Com um olhar mais atento, poderia afirmar que seus membros tremiam.

Ergui minha sobrancelha direita, contrariada, levando meu olhar para a garota, que estava mais, MUITO mais, calma que ele. - Bela opção para beijar a boca… Agora caiam fora!

Sem demoras, os ecos dos seus passos apressados foram escutados por mim ao atravessarem a sala e saírem pela porta, ainda comigo estando no mesmo lugar, de costas para eles.

— Eu deveria-

— Ainda pergunta?! - Com a voz agressiva, respondo a garota, logo depois ouvindo a porta sendo fechada atrás de mim e seus passos apressados do outro lado. - Deveria queimar meus olhos.

Com irritação, pela perda de tempo que sofri, levanto meus olhares para o teto, os levando diretamente na direção do aparelho do alarme que estava num canto do lado esquerdo da sala.

Entre meus sorrisos alvoroçados no rosto, na minha imensa e gloriosa diversão de graça, imagino o pandemônio que aconteceria em poucos minutos e que, com certeza, a possibilidade de uma expulsão viria chutando o ego inflado da razão da minha mãe.

Isso me desfrutará por meses.

Começo meus passos impulsivos e ansiosos para o fundo da sala, entrando no corredor feito entre as mesas, e entre elas, seguro uma cadeira e a arrasto junto comigo, arrastando seus pés pelo chão que ocasionou de um som raspado e insuportável começar e a arranhar meus tímpanos, mas que logo parou, me dando o alívio, ao deixá-lo posicionado ao lado da mesa abaixo do aparelho, para subi-la e assim conseguir ficar o mais próximo possível do aparelho.

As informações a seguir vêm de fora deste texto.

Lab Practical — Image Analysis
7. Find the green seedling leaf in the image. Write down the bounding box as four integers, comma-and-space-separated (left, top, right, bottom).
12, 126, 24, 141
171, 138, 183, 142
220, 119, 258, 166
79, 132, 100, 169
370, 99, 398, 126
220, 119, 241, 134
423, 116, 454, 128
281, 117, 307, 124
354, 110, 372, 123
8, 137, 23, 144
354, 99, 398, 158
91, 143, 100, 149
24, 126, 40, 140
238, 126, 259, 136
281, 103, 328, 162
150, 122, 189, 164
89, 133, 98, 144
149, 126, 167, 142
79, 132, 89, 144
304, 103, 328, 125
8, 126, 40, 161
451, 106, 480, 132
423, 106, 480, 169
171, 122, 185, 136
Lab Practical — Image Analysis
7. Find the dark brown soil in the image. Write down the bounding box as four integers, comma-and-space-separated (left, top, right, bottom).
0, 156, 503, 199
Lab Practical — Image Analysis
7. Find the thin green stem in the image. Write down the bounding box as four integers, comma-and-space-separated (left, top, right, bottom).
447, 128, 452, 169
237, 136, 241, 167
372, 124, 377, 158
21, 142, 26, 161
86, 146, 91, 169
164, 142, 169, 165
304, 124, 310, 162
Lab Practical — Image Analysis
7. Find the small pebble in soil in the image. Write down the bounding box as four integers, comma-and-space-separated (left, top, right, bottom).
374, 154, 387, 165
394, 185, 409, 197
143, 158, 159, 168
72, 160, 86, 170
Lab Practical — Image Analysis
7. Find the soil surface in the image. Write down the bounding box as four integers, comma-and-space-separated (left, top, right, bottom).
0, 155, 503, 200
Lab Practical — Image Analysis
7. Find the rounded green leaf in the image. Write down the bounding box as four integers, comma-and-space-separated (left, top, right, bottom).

— Está bem. - Firmo o pulso em frente dos olhos, levantando minha perna direita para colocá-la por cima da mesa. - Três e vinte e oito… quarenta segundos para a liberação o gás… - Subo por fim na mesa, entre meus olhos fechados para calcular o tempo preciso para ativar o alarme ao mesmo tempo que falte um minuto para o sinal de saída, juntamente reduzindo aos segundos que as bombas precisam para liberarem o gás, também contando com os segundos os quais todos vãos sair desesperados das salas.

Sortudos aqueles que irão estar do lado de fora, como eu.

“ O alarme vai soar três segundos depois que captar o sinal de fumaça, me dando mais cinco segundos até liberar a água, ou seja, preciso ativar faltando pouco mais de oito segundos até liberar o gás, preciosos e precisos oito segundos, para ativar o alarme enquanto o cheiro mofado se espalha pela escola ”.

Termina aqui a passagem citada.